I brought with me the porcelain pieces I have been working on during our weekly class at Greenwich House Pottery. While traveling around Ontario, and for some reason especially while in Toronto, I began to have visions of mixing my ceramic work with my knitting. I decided to make the leap and include some of it in the Ontario piece (or pieces as it is turning out to be).
Here is a sneak peek at what has been cooking.
This is the shape of the city of Toronto. I painted our experiences on it in terms of geography. I like the "terra incognita" reference, as if what we don't see must not exist. This piece will be a stand alone with some crochet added, attached to the holes. I hesitate to say more for fear of botching up my ideas which are still rather fluid. Fluid, but gathering focus.
This is the same shape - the city of Toronto - this time in terms of how the city itself was rather unimportant and served only as a jumping off place to get to the other places. This will be part of a large piece (I think about 6' x 6') that will be knit. It will be connected, via knitting to discs of porcelain that I made for each stop on our Knitting Sprawl tour.
Here is the one for New Hamburg. The clear glaze made the painting a little blurry, but I like that it makes it look slightly aged or something like that.
Here is the beginning of the layout. The final piece will be, I think, shaped like Ontario, with each piece in its relative spot. I made a little star for Ottawa. Ottawa may also get its own separate piece.
I am also working with maps and written directions and the pile of papers I collected along the way - cutting them up, making them into books, etc.

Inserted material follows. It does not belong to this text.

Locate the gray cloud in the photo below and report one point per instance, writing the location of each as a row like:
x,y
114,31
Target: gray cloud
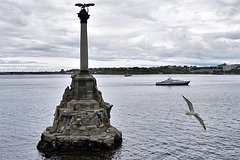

With all the logistics of traveling and the efforts of simply being in one place and then getting to another, I had forgotten about the joy of feeling my hands work.
4 comments:
the knit and crochet parts are being done by you, or knit by others (making them part of the peice as well as part of the community?)
I like the pieces so far--i am simple minded some time, and while i could understand what you were doing, i couldn't imagine how this was going to evolve into a work others could envision (unless they had participated dirertly)
i hope some of your ceramic pieces break--there are breaks in communities.. disconnected parts that anyone can clearly see were once hole.. but have fragmented..
Yay, Whitby! :-)
Loving it, Robyn!
I love it, can't wait to see the connecting. Love the effect with the clear glaze.